During the height of the sex-abuse scandal, how many parents wished they had the ear of their bishops — to express their frustration, to demand reform? One Belleville, IL, man did: David Spotanski was the chancellor to Bishop Wilton Gregory while the bishop was president of the USCCB, and a ten-page memo that he wrote to Gregory in 2002 ultimately helped shape the conference’s response to sex-abuse allegations in the Church.
In January 2002, Spotanski felt he had a special role as a father of three to help his boss lead the church and its children to safety.

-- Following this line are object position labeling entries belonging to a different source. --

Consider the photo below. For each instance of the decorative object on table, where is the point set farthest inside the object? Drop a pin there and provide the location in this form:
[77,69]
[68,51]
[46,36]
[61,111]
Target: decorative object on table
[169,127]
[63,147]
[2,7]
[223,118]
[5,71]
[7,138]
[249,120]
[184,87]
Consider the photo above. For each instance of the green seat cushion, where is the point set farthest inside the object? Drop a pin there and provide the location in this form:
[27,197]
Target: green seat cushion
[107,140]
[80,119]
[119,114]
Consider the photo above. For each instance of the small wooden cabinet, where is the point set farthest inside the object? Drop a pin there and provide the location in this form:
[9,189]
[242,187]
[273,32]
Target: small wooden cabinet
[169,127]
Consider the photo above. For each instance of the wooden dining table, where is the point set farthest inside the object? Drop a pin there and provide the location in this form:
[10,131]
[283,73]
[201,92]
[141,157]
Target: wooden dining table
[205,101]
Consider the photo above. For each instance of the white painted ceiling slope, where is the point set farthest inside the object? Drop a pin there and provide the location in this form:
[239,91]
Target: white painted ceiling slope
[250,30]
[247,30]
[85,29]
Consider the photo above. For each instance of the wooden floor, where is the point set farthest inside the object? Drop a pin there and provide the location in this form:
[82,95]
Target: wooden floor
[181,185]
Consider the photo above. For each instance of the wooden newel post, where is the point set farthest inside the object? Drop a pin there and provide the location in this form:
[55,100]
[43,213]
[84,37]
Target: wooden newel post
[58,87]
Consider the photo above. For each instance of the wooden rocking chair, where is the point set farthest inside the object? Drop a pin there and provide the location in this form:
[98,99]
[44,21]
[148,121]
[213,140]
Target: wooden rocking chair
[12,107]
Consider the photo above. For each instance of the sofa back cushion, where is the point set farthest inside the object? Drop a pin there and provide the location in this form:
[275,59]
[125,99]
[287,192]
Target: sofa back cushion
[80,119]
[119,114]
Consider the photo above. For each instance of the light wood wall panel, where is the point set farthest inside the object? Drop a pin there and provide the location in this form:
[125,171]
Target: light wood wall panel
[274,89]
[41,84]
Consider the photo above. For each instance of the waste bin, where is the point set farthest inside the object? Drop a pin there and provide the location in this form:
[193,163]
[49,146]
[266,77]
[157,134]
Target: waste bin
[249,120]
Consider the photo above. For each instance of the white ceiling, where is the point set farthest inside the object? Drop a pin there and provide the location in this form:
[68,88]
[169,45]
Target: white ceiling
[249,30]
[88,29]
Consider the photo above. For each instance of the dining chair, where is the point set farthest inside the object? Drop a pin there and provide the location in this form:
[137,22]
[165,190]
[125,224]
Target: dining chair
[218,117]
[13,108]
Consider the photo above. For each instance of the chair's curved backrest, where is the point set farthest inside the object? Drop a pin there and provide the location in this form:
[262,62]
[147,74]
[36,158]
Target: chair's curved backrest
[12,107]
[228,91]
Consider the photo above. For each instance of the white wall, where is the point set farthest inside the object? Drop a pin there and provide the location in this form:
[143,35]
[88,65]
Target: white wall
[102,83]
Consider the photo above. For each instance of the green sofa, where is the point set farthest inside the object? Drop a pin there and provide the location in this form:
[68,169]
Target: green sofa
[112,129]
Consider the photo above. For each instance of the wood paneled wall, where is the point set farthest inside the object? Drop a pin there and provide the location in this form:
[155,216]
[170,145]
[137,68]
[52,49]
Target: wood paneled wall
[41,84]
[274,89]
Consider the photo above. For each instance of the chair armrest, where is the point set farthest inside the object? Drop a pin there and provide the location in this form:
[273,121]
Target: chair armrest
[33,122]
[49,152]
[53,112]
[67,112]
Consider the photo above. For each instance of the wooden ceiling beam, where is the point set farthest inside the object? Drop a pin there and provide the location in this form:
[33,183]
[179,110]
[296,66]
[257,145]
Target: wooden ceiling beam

The memo “served as a very important touchstone for me,” Gregory, 62, now the archbishop of Atlanta’s archdiocese, told the Beacon Monday in a phone interview. “I learned from David. I have had a world of respect for David Spotanski from the day we started working together. I think he is a great man with a great heart. He spoke to me on two different levels: as someone on my staff that I depended on but also as a father.”
Spotanski started his memo to Gregory as a father, “You should know by now that our children are more important to Sharon and me than anything in the world. … With all due respect, though you probably come as close to understanding the significance of that statement as any bishop in the Church, you don’t. You can’t.”
Spotanski even went so far as to give the bishop copies of a picture of his three boys, asking him to take the picture to every meeting, “to remind [him] that the safety of real children was at risk.” The picture went with Gregory to Rome, where he met with then-Cardinal Ratzinger and Pope John Paul II, and back to the States to the USCCB’s semi-annual meeting in Dallas, where they adopted their “Charter for the Protection of Children and Youth.”
Spotanski is the first to downplay his influence over any of this, but Bishop Gregory put it succinctly back in 2002: “I listened to Dave.” The entire memo is worth reading; the 10-page PDF can be found here.
On today’s feast of St. Catherine of Siena, I can’t help but see Spotanski’s frank and forthright letter to his bishop, calling for renewal and healing in the Church, as one of a piece with Catherine’s own fearless but loving witness to the Church leaders of her day. And we can always use more Catherines.